Ознакомительная версия. Доступно 15 страниц из 71
Татьяна ФРО
Каждый пред Богом наг
Каждый пред Богом
наг
Жалок,
наг
и убог,
В каждой музыке
Бах,
В каждом из нас
Бог…
……….У каждого свой
храм
И каждому свой
гроб…
Иосиф Бродский
ТРАГИЗМ ПЕРЕСЕЧЕНИЯ ПАРАЛЛЕЛЬНЫХ МИРОВ
Когда Лёля, единственная, до оторопи и замирания любимая дочь металлическим, но обёрнутым в мягкое голосом, очень тихо сказала: «Мама, я люблю Эльдара…Он мусульманин, мама, и, если ты мою любовь отвергнешь, то я лучше уйду от тебя, я отрекусь от православия и приму его ислам, если он так мне скажет, но я не отрекусь от него, потому что я люблю его…», Наташа взвизгнула мерзким, режущим тембром: «Только через мой труп!!!». В эти мгновения ей показалось, что она свою дочь…не-на-ви-дит, но Наташа успела прикусить язык, чтобы в следующий миг не дать ему выплюнуть: «Будь ты проклята! Ты мне больше не дочь!» — проглотила эти жуткие слова и от их смертельного яда побелела лицом и руками. Лёля страшно испугалась, подхватила маму, оттащила на кухню, влила ей сквозь синие губы валокардин, потом села напротив неё, взяла её руки в свои, уткнулась в них и затихла. Сколько времени они так просидели? Они не знали. Наташа не плакала, ни слёзки не проронила, поцеловала долгим поцелуем мягкое пушистое девичье темечко дочери и прошептала: «Лёлечка моя, пока лучше уходи…».

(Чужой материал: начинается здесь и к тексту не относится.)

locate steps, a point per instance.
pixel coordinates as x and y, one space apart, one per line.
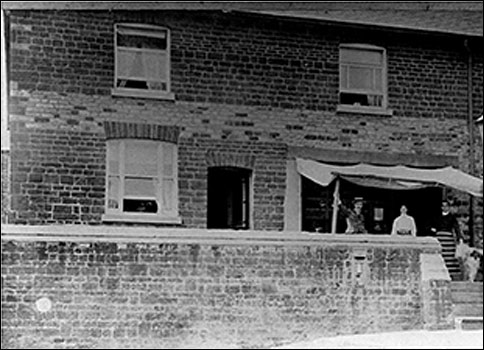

Лёля с почерневшими, набрякшими глазами молча собрала часть своих вещей и снова взяв мамины руки в свои, поцеловала их и безоговорочно-твёрдо сказала: «Мама, нам лучше пока пожить раздельно, я ведь это не сейчас решила, я уже нашла себе недорогую съемную квартиру, далековато, правда, но платить за неё я смогу: всё-таки и стипендия у меня повышенная, и работа на кафедре…Я всегда буду тебе звонить, и ты…Мама, я очень, очень его люблю…» и — ушла со своим большим чемоданом, тихо и мягко закрыв за собой входную дверь. А Наташа осталась стоять в прихожей. Она так и не заплакала. Ни разу за все свои больше чем 50 лет жизни Наташа не познала ненависти как калёного чувства в его самом чистом виде, ни к кому. Она знала чувства отторжения от того или иного человека, неприязни, брезгливости, гадливости и даже ужаса, но ненависти, то есть, взрывного чувства, толкающего без раздумий убить, столкнуть в пропасть, размозжить башку — не познала ни разу…И теперь она ужаснулась оттого, что оно, непознанное доселе, в какой-то миг вдруг выскочило к дочери! К дочери, любовью к которой Наташа вообще жила на белом свете — только потому, что девочка её стала взрослой и сама хочет делать свою жизнь?!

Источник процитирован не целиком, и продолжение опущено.